Mamá, ante esta decidida defensa, se queda desconcertada. Para disimular, echa una mirada en torno y lo ve a Papá con la vista fija en su trasero.
- Y vos que estás mirando? – pregunta Mamá, ya un tanto ablandada.
- El cielo, el cielo estrellado – dice Papá, tomándola de la mano y llevándola a la habitación matrimonial. Allí, frente al espejo, le muestra la estrella de harina y puré de papas que refulge sobre la nalga derecha de mamá.
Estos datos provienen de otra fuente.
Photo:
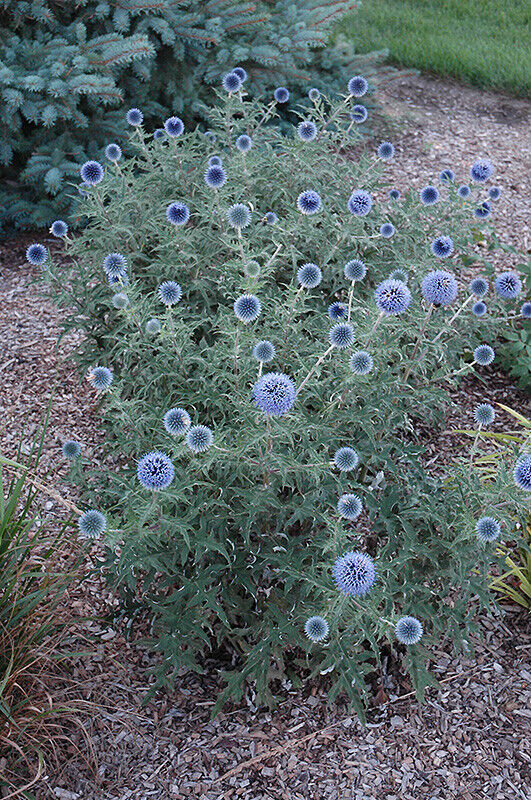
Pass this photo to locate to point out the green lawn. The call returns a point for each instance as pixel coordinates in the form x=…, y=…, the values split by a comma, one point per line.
x=484, y=42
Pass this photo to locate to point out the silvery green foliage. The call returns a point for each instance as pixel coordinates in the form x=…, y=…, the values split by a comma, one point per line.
x=237, y=551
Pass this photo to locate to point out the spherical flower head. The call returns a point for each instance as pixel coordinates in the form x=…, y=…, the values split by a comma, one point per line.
x=247, y=307
x=244, y=143
x=429, y=195
x=359, y=203
x=316, y=629
x=113, y=152
x=176, y=421
x=91, y=173
x=439, y=287
x=100, y=378
x=308, y=202
x=484, y=414
x=354, y=573
x=392, y=297
x=309, y=276
x=91, y=524
x=408, y=630
x=488, y=529
x=281, y=94
x=170, y=293
x=341, y=335
x=361, y=362
x=264, y=351
x=484, y=355
x=59, y=228
x=357, y=86
x=386, y=150
x=307, y=130
x=215, y=176
x=199, y=438
x=178, y=213
x=346, y=459
x=508, y=285
x=155, y=471
x=36, y=254
x=134, y=117
x=442, y=246
x=274, y=393
x=71, y=450
x=481, y=170
x=522, y=472
x=239, y=216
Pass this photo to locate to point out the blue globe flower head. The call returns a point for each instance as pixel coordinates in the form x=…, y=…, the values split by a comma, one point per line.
x=361, y=362
x=91, y=172
x=484, y=414
x=100, y=378
x=386, y=150
x=71, y=450
x=174, y=126
x=274, y=394
x=59, y=228
x=247, y=307
x=484, y=355
x=307, y=130
x=308, y=202
x=155, y=471
x=357, y=86
x=176, y=421
x=392, y=297
x=281, y=94
x=134, y=117
x=113, y=152
x=488, y=529
x=481, y=170
x=341, y=335
x=91, y=524
x=244, y=143
x=522, y=472
x=346, y=459
x=439, y=287
x=354, y=573
x=170, y=293
x=442, y=246
x=309, y=275
x=508, y=285
x=264, y=351
x=37, y=255
x=199, y=438
x=215, y=176
x=239, y=216
x=408, y=630
x=429, y=195
x=178, y=213
x=316, y=629
x=359, y=203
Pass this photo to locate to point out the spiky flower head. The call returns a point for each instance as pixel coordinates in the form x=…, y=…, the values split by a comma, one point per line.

La mano de Papá dibuja el contorno de la estrella.
- Estar con vos es como tocar el cielo con las manos- le dice Papá en el oído, mientras hace lo que dice.
Mamá sonríe por primera vez en semanas, y los ojos se le llenan de lágrimas. Lágrimas que, contraviniendo el conocido refrán, no le impidieron ver las estrellas. Y eso que esa noche papá le hizo ver muchas, muchas estrellas. Y de todos los colores.